TIFF CHANGE INFORMATION
This document describes the changes made to the software between the
previous and current versions (see above). If you don't
find something listed here, then it was not done in this timeframe, or
it was not considered important enough to be mentioned. The following
information is located here:
MAJOR CHANGES:
- Complete the fixes for CVE-2009-2347.
- Tiffcrop now supports custom page sizes.
CHANGES IN THE SOFTWARE CONFIGURATION:
CHANGES IN LIBTIFF:
- Fixed inadequate validation of the SubjectDistance field.
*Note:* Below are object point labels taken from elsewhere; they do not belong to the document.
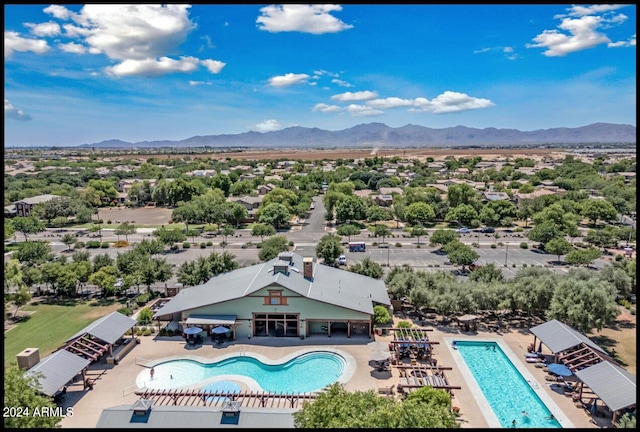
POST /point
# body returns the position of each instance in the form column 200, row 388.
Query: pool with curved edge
column 303, row 371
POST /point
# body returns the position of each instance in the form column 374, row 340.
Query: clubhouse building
column 288, row 296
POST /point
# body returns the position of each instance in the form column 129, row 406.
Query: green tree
column 262, row 231
column 558, row 246
column 460, row 254
column 584, row 304
column 419, row 213
column 28, row 225
column 350, row 208
column 579, row 257
column 329, row 248
column 275, row 214
column 595, row 210
column 348, row 230
column 125, row 229
column 368, row 267
column 21, row 392
column 68, row 239
column 271, row 247
column 418, row 231
column 442, row 237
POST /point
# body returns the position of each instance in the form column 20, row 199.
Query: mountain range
column 410, row 136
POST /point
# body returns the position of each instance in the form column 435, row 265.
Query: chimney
column 307, row 268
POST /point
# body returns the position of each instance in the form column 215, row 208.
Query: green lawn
column 50, row 325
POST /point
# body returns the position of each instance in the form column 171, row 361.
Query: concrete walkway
column 116, row 384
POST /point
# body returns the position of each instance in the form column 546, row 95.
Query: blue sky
column 79, row 74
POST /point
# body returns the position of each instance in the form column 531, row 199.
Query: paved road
column 309, row 232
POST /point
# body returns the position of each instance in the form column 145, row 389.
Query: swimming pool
column 507, row 392
column 306, row 372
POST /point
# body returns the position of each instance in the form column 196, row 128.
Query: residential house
column 24, row 206
column 288, row 296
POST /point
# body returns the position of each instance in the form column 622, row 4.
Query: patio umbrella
column 378, row 346
column 559, row 369
column 192, row 330
column 380, row 355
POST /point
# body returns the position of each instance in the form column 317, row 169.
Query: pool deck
column 116, row 384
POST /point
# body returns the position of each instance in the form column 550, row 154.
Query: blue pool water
column 507, row 392
column 305, row 373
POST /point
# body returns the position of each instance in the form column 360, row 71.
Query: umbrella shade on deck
column 559, row 369
column 378, row 346
column 380, row 355
column 219, row 330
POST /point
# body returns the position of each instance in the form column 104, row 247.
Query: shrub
column 125, row 311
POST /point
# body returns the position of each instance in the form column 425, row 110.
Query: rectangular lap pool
column 512, row 399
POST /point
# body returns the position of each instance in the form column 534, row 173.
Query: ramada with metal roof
column 310, row 287
column 591, row 364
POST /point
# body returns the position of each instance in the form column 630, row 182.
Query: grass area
column 50, row 325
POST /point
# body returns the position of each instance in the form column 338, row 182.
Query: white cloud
column 630, row 42
column 577, row 10
column 214, row 66
column 288, row 79
column 449, row 102
column 73, row 48
column 59, row 12
column 356, row 96
column 138, row 37
column 326, row 108
column 152, row 67
column 363, row 111
column 48, row 29
column 391, row 102
column 580, row 29
column 14, row 42
column 268, row 126
column 13, row 113
column 314, row 19
column 341, row 83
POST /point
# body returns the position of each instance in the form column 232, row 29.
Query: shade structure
column 192, row 330
column 378, row 346
column 380, row 355
column 559, row 369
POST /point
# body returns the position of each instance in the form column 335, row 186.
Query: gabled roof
column 329, row 285
column 109, row 328
column 614, row 385
column 57, row 370
column 559, row 337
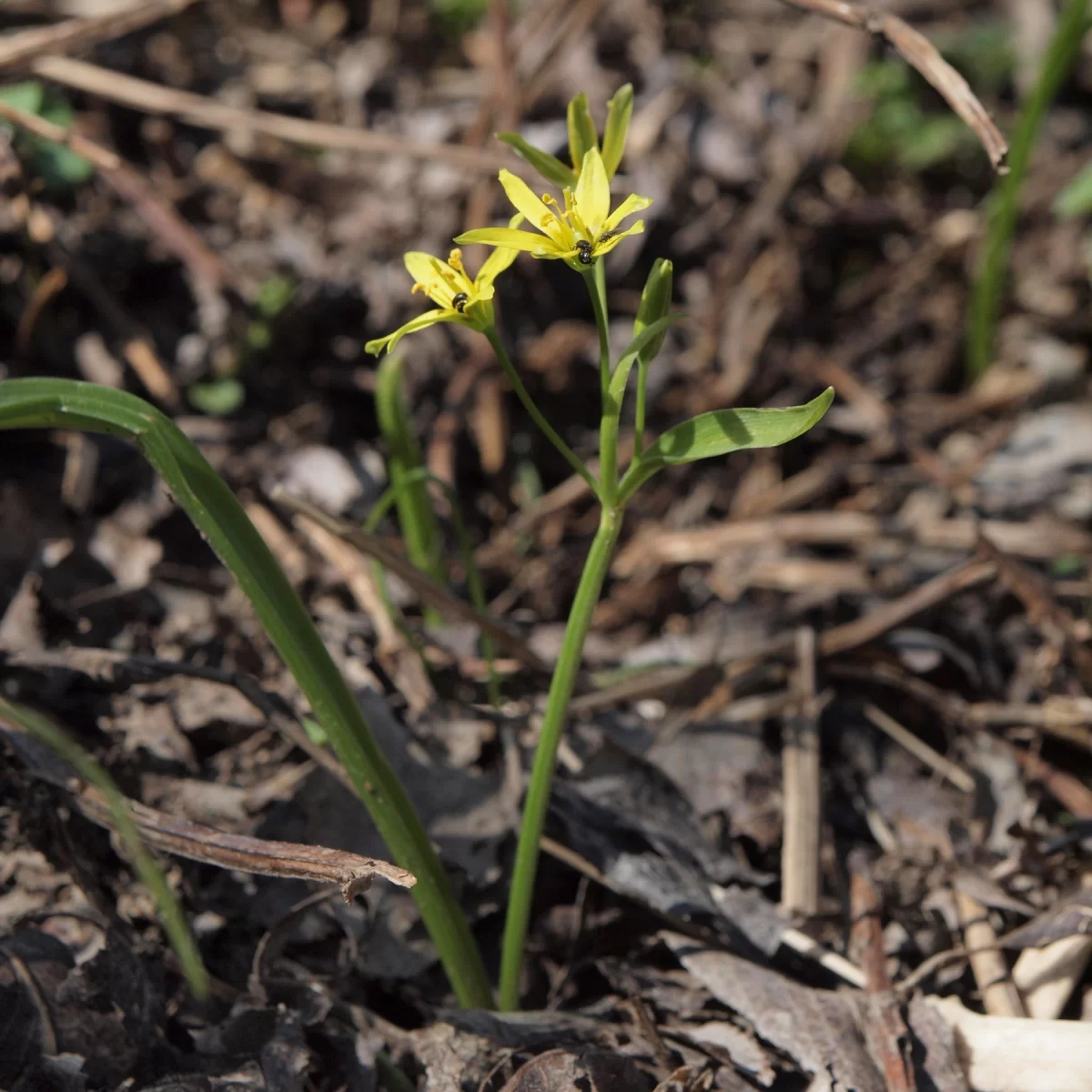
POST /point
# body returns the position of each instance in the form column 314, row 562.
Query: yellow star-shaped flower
column 459, row 298
column 581, row 232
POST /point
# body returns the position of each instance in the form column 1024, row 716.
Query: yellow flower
column 581, row 232
column 459, row 298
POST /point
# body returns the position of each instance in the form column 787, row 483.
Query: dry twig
column 999, row 994
column 207, row 114
column 917, row 52
column 290, row 860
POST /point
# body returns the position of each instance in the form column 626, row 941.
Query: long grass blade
column 59, row 403
column 174, row 921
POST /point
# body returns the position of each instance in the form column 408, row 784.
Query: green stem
column 61, row 403
column 612, row 408
column 642, row 383
column 986, row 294
column 524, row 396
column 541, row 774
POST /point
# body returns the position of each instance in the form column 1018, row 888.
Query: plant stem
column 541, row 774
column 61, row 403
column 642, row 383
column 612, row 408
column 986, row 294
column 529, row 404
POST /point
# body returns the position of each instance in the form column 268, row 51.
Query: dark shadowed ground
column 835, row 716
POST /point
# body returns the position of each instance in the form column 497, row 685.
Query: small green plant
column 59, row 167
column 174, row 921
column 409, row 485
column 580, row 229
column 1005, row 203
column 1076, row 201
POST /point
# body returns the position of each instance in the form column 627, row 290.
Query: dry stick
column 349, row 871
column 19, row 48
column 884, row 1026
column 793, row 938
column 1047, row 976
column 920, row 749
column 430, row 592
column 800, row 855
column 208, row 114
column 917, row 52
column 867, row 628
column 178, row 238
column 1068, row 791
column 1020, row 1055
column 999, row 994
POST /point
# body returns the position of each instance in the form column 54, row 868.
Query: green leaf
column 63, row 403
column 404, row 463
column 25, row 96
column 217, row 398
column 1076, row 197
column 550, row 167
column 274, row 294
column 582, row 135
column 620, row 110
column 174, row 921
column 721, row 432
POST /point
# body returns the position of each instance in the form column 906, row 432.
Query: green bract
column 580, row 229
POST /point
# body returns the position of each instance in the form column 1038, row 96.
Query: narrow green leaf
column 620, row 110
column 61, row 403
column 174, row 921
column 217, row 398
column 655, row 303
column 582, row 135
column 550, row 167
column 723, row 431
column 404, row 462
column 642, row 339
column 989, row 283
column 26, row 96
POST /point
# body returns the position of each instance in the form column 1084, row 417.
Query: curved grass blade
column 174, row 921
column 60, row 403
column 416, row 517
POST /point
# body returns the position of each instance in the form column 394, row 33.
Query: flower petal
column 420, row 322
column 606, row 246
column 592, row 195
column 632, row 205
column 500, row 259
column 522, row 197
column 430, row 271
column 541, row 246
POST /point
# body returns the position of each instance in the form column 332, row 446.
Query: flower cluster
column 579, row 229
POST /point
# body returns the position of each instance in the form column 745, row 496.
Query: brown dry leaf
column 562, row 1071
column 818, row 1029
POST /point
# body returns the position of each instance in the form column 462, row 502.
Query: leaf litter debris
column 932, row 540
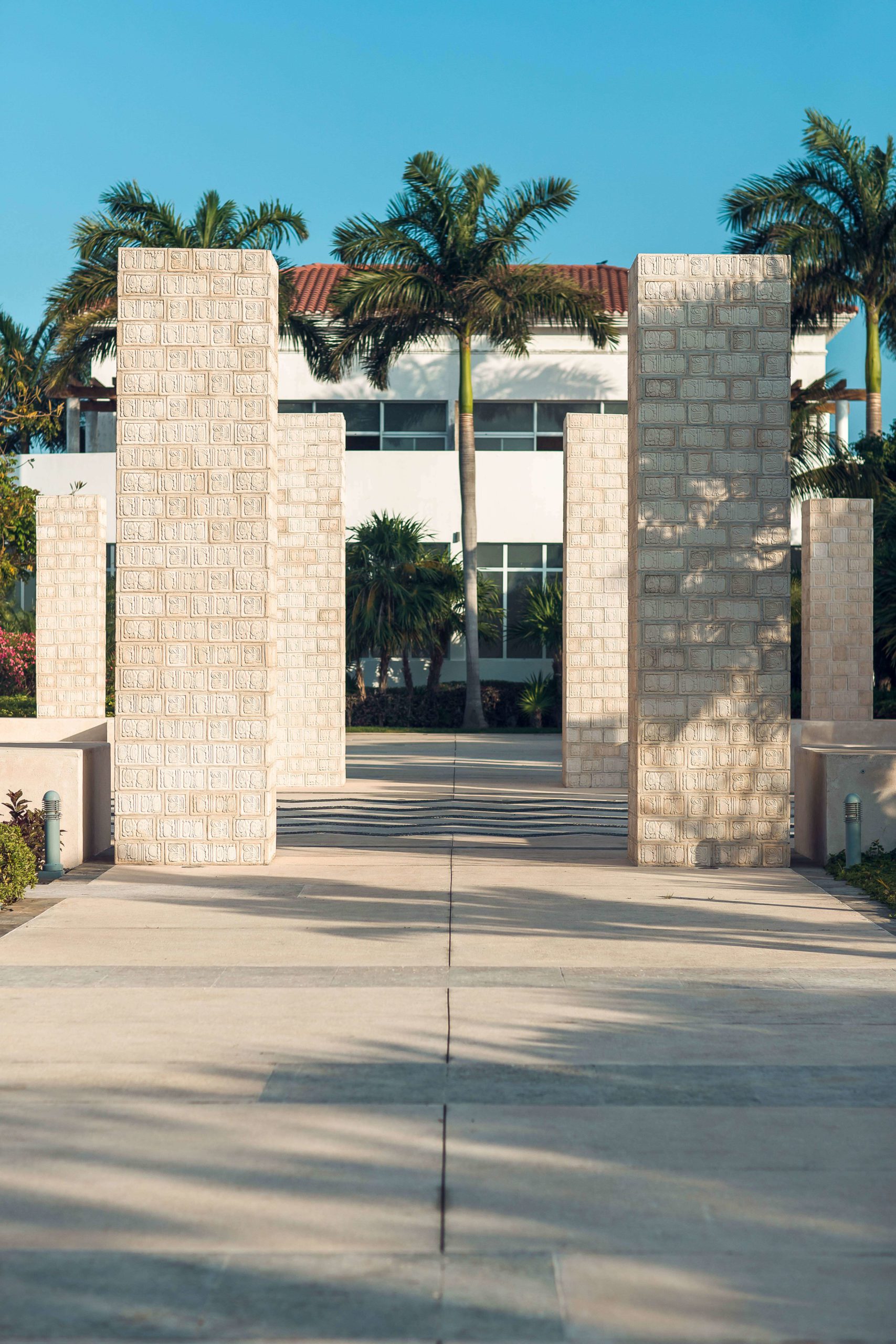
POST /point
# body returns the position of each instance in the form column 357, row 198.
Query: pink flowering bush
column 16, row 663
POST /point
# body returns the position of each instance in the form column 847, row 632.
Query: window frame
column 498, row 436
column 547, row 572
column 382, row 433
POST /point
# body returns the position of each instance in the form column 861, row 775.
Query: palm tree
column 536, row 697
column 445, row 262
column 448, row 620
column 388, row 598
column 85, row 303
column 27, row 414
column 542, row 620
column 835, row 212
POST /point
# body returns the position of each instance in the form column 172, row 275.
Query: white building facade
column 402, row 450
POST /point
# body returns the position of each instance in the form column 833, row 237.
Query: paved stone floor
column 448, row 1089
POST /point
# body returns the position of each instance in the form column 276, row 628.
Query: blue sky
column 653, row 109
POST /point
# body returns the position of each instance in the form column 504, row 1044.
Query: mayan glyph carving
column 837, row 609
column 196, row 495
column 71, row 606
column 311, row 593
column 596, row 560
column 710, row 561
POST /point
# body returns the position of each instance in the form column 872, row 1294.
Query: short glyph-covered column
column 196, row 494
column 596, row 558
column 311, row 586
column 837, row 609
column 710, row 561
column 71, row 606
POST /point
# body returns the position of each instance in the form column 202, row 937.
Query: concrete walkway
column 446, row 1089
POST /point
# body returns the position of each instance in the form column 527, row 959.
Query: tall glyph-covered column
column 196, row 494
column 837, row 609
column 311, row 588
column 710, row 561
column 596, row 581
column 70, row 615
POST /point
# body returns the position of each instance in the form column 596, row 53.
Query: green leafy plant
column 18, row 526
column 835, row 214
column 448, row 262
column 876, row 874
column 542, row 620
column 536, row 697
column 392, row 591
column 29, row 416
column 83, row 306
column 30, row 823
column 18, row 869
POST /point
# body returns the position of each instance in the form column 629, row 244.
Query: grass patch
column 876, row 874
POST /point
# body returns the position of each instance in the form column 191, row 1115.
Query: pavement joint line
column 848, row 896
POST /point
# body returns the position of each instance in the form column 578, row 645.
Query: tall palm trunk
column 437, row 659
column 406, row 670
column 873, row 424
column 473, row 716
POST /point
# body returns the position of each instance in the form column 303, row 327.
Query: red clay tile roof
column 313, row 284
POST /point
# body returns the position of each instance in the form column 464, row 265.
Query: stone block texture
column 596, row 584
column 710, row 561
column 837, row 609
column 196, row 495
column 71, row 606
column 311, row 596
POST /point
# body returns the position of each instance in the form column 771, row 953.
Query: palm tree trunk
column 473, row 716
column 406, row 670
column 873, row 424
column 437, row 659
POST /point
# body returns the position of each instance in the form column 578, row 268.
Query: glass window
column 551, row 414
column 503, row 417
column 524, row 555
column 518, row 589
column 489, row 555
column 361, row 417
column 406, row 417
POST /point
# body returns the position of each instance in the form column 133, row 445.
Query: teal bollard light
column 853, row 820
column 53, row 865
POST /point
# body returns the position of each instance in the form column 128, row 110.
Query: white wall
column 519, row 495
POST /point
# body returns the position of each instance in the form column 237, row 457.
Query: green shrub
column 876, row 874
column 18, row 870
column 30, row 824
column 536, row 698
column 18, row 707
column 441, row 709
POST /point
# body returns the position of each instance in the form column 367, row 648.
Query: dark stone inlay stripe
column 586, row 1085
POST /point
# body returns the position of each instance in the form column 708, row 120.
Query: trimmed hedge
column 441, row 709
column 18, row 869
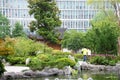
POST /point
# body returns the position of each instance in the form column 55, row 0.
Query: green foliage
column 62, row 62
column 36, row 64
column 4, row 27
column 103, row 60
column 30, row 47
column 102, row 38
column 16, row 60
column 78, row 56
column 18, row 30
column 7, row 46
column 46, row 14
column 2, row 70
column 73, row 40
column 51, row 60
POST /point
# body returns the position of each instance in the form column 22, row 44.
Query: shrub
column 62, row 62
column 35, row 64
column 43, row 57
column 78, row 56
column 1, row 68
column 103, row 60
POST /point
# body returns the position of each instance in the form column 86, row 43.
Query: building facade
column 74, row 14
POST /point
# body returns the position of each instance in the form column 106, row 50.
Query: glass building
column 75, row 14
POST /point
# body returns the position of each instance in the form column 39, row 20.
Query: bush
column 16, row 60
column 103, row 60
column 30, row 47
column 62, row 62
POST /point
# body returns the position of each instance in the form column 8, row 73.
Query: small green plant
column 2, row 70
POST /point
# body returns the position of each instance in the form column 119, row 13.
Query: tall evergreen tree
column 4, row 26
column 46, row 14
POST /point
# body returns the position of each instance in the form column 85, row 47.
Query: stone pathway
column 15, row 68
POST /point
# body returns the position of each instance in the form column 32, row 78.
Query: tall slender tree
column 4, row 26
column 18, row 30
column 114, row 6
column 46, row 16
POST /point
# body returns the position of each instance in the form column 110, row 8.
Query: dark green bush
column 1, row 68
column 35, row 64
column 78, row 56
column 62, row 62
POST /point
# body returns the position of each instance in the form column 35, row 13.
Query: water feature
column 86, row 75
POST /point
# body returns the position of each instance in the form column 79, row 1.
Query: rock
column 71, row 57
column 27, row 61
column 12, row 75
column 61, row 72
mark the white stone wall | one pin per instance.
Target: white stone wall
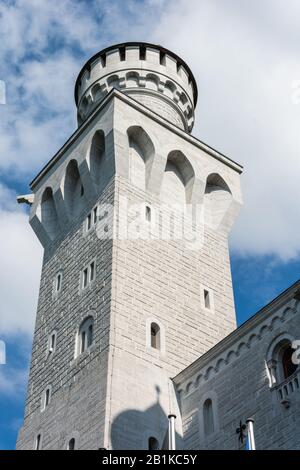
(235, 376)
(119, 393)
- Fixed bad handling of out of order tags definated late by
a codec.
- Avoid re-preparing jpeg tables unnecessarily.
CHANGES IN THE TOOLS:
- tiffcrop: Added an option to allow the user to specify a
custom page size on the command line. Fix the case where a
page size specified with a fractional part was being coerced
to an integer by retyping the variables that define the paper
size. Corrected European page size dimensions.
- tiff2rgba: Completed fixes for "CVE-2009-2347 libtiff:
integer overflows in various inter-color space conversion
tools". http://bugzilla.maptools.org/show_bug.cgi?id=2079
- tiff2pdf: Fix assorted bugs in tiff2pdf: missing "return"
in t2p_read_tiff_size() causes t2p->tiff_datasize to be set entirely
wrong for COMPRESSION_JPEG case, resulting in memory stomp if actual
size is larger. Also, there are a bunch of places that try to
memset() a malloc'd buffer before checking for malloc failure, which
would result in core dump if there actually were a failure.
CHANGES IN THE CONTRIB AREA:
Last updated $Date: 2010-06-15 19:09:03 $.